In the present environment of medical cost concerns, it is also important to consider the financial implications of this treatment choice. SBRT is associated with higher treatment costs.31,32 However, it may be associated with fewer toxicities 31 and becomes more cost effective with increased expected survival.32,33 For example, a study of single fraction radiotherapy by Kim et al. found that SBRT is economically reasonable only when the patient is expected to survive at least 11 months. 32 Given our findings of similar rates of local control and overall survival between cEBRT and SBRT, palliative cEBRT remains a viable option in resource-limited settings without concern that substandard care is being delivered.
Limitations
While our results support a less burdensome approach to the radiation treatment of spinal disease, they must be viewed within the limitations of the study.
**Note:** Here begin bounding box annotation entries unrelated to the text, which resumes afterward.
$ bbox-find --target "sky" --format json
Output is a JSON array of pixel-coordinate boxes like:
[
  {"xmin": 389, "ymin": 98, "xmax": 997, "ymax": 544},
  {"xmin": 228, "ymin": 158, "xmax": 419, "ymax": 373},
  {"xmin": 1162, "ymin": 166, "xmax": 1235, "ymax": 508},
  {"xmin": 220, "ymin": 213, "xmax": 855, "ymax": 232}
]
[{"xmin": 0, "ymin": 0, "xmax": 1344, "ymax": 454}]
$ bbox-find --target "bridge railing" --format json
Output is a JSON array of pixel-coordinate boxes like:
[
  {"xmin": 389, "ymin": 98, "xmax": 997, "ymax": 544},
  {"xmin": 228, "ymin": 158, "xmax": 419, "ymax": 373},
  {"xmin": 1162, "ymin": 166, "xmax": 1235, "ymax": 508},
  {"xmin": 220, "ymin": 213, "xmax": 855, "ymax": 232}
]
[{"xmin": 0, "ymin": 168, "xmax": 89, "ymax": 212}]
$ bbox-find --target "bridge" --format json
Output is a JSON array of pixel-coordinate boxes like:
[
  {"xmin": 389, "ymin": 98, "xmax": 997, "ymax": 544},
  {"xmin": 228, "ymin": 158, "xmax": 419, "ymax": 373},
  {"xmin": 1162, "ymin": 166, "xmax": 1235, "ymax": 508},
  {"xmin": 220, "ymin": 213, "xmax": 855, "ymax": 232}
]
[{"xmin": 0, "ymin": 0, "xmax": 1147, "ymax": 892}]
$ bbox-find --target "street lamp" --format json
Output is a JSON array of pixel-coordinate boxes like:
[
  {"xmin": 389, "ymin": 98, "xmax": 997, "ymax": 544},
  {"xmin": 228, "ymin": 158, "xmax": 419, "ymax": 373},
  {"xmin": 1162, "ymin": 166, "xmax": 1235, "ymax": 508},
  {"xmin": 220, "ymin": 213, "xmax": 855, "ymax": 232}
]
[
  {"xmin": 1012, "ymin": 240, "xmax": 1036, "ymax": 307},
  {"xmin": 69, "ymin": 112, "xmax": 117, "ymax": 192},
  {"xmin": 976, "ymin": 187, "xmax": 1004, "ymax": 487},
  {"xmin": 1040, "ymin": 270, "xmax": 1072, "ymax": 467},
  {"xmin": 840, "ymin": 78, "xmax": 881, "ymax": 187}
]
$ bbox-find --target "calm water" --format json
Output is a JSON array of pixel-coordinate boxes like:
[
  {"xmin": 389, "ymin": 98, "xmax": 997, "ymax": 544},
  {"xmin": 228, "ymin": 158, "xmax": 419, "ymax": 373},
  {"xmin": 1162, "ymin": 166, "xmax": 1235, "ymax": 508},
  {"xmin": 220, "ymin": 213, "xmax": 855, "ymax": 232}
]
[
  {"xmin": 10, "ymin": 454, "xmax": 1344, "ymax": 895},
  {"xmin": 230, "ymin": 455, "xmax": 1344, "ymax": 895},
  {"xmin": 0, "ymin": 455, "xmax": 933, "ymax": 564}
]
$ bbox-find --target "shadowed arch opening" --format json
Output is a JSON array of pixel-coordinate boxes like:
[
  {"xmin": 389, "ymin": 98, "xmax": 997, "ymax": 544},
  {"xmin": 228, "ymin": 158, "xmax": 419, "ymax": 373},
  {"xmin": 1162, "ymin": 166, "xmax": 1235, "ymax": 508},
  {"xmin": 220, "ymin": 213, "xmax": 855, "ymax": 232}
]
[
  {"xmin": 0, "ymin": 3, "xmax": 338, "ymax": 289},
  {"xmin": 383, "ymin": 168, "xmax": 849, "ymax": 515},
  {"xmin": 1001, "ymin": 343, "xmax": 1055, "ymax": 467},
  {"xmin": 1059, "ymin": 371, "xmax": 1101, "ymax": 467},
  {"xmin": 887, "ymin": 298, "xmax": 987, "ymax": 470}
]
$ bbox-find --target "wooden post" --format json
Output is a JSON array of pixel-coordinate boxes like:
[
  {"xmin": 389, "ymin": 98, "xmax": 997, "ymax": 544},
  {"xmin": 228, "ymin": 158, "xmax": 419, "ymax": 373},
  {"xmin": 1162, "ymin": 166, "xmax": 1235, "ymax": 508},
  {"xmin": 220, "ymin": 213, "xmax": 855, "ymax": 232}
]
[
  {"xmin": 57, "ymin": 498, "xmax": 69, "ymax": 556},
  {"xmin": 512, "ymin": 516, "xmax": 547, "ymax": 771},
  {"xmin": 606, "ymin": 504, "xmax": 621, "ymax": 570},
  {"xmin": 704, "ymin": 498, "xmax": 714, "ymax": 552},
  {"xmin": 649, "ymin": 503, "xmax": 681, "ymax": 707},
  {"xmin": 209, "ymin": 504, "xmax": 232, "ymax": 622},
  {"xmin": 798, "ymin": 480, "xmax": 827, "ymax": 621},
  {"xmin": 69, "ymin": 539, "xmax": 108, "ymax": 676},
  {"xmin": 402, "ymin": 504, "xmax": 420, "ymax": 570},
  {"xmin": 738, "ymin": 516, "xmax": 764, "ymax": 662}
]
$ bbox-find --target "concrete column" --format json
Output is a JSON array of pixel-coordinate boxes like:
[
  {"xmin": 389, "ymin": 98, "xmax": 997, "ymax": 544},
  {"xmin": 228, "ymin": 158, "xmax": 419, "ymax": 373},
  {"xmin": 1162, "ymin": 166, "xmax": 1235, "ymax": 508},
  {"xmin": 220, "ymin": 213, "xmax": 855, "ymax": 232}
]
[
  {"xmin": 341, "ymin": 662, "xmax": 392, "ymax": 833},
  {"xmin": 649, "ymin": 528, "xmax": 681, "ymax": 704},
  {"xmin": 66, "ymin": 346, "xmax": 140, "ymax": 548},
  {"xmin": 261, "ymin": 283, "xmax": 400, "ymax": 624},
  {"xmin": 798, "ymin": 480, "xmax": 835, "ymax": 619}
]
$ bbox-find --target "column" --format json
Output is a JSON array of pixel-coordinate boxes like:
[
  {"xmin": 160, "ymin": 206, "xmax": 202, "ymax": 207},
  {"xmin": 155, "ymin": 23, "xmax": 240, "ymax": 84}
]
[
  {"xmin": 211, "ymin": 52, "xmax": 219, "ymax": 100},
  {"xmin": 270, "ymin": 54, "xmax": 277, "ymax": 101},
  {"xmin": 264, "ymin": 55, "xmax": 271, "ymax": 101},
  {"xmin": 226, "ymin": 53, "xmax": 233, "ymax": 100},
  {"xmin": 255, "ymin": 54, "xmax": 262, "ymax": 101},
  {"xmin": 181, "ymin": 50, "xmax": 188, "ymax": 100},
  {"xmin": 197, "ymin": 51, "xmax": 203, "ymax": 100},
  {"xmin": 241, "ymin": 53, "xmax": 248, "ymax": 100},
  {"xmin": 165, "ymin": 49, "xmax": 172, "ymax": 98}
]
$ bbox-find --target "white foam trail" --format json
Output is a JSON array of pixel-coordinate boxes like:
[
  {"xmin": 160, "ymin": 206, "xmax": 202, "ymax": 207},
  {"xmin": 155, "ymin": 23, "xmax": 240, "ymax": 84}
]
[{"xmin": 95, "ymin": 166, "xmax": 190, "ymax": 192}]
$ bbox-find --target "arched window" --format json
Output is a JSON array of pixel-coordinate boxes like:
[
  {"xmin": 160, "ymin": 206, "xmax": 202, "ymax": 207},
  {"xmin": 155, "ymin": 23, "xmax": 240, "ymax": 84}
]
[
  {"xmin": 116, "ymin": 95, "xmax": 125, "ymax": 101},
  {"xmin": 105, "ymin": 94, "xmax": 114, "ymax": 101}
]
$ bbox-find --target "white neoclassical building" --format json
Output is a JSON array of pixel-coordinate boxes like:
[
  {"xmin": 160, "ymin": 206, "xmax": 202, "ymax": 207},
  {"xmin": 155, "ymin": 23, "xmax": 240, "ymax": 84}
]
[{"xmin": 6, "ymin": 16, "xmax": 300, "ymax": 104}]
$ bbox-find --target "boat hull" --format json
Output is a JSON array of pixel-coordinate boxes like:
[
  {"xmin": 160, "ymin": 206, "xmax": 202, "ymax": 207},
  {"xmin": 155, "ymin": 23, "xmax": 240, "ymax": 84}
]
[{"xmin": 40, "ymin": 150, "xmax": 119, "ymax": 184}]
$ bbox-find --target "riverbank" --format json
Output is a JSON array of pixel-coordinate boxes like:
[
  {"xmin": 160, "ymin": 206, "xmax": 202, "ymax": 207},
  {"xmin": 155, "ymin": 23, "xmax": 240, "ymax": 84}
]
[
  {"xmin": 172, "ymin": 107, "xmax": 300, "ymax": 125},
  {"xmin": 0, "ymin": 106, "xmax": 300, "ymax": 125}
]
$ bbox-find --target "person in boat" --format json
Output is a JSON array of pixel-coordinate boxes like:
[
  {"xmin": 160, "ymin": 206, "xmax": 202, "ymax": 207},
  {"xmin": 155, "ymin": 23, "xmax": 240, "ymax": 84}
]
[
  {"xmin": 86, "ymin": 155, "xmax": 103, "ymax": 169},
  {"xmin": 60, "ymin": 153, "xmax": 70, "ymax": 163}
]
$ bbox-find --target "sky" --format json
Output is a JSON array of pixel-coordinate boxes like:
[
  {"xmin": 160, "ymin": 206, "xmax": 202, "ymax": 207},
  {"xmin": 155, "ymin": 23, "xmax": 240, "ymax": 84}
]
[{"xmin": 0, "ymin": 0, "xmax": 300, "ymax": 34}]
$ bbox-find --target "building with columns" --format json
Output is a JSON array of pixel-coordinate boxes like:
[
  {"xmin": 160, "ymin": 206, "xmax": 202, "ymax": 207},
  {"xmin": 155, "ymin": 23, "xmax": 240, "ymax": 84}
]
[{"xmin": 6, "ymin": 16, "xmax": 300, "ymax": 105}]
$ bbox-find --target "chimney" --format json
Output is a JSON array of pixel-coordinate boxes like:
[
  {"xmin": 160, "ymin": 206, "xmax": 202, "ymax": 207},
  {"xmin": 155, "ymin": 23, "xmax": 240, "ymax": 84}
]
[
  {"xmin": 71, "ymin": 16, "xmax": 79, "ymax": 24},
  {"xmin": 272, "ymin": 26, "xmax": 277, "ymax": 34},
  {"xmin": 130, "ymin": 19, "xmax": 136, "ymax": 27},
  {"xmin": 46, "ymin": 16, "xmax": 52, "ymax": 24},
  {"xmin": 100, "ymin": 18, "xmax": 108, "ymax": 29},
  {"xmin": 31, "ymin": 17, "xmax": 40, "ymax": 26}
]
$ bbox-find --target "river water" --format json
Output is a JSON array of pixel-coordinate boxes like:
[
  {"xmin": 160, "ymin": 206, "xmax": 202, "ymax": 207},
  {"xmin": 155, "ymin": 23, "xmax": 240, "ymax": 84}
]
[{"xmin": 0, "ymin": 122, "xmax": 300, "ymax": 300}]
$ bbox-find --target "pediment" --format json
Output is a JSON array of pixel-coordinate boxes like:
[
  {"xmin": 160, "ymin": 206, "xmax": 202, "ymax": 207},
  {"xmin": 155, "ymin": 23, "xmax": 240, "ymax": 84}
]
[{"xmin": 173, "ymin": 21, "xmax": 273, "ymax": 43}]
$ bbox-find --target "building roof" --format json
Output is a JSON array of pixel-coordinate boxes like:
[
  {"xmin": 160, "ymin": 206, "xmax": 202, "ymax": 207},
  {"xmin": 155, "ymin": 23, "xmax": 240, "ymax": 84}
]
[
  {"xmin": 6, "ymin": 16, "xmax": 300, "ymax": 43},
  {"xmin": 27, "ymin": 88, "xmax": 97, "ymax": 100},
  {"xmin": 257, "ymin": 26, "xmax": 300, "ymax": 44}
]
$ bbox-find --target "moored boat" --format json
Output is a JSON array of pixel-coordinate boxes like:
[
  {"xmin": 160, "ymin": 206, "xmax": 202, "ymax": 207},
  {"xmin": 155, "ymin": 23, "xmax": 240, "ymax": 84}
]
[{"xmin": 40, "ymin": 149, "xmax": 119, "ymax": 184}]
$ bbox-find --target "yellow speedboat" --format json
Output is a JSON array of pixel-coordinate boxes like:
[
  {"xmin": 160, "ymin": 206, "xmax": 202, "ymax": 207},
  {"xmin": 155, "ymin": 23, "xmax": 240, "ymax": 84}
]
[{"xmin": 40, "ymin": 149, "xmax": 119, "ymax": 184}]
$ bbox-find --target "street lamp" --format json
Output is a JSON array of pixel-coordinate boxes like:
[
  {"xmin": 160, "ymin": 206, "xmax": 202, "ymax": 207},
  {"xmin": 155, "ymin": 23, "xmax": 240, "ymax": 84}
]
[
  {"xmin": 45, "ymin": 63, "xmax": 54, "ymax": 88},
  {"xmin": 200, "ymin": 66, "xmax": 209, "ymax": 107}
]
Primarily, the study is limited by its retrospective design, which introduces inherent biases such as indication bias. Outcomes may be influenced by factors not fully captured in the data, leading to potential confounding effects. Additionally, the study’s setting in a high-volume academic center that treats many spinal metastases introduces expertise bias, limiting the generalizability of the findings to other settings. This bias complicates our finding that spinal metastases may be effectively treated at community centers with cEBRT, and caution must be applied when interpreting these results. Future studies are essential to identify patients who are most likely to benefit from SBRT, potentially due to factors that increase their risk for toxicity from cEBRT. Additionally, our study assessed only short-term complications, which may insufficiently capture long-term deleterious effects of SBRT or cEBRT. Given these limitations, our recommendations should be interpreted with caution, as they may not fully account for confounding factors across different settings and longer time periods.
Conclusion
There was no demonstratable difference in overall survival in this cohort of surgical patients with metastatic spinal disease treated with either postoperative SBRT or cEBRT. These data suggest that cEBRT continues to be a valid treatment option, especially when logistical challenges or financial considerations limit access to more contemporary radiation modalities.
Footnotes
Declaration of Conflicting Interests
The author(s) declared no potential conflicts of interest with respect to the research, authorship, and/or publication of this article.
Funding
The author(s) received no financial support for the research, authorship, and/or publication of this article.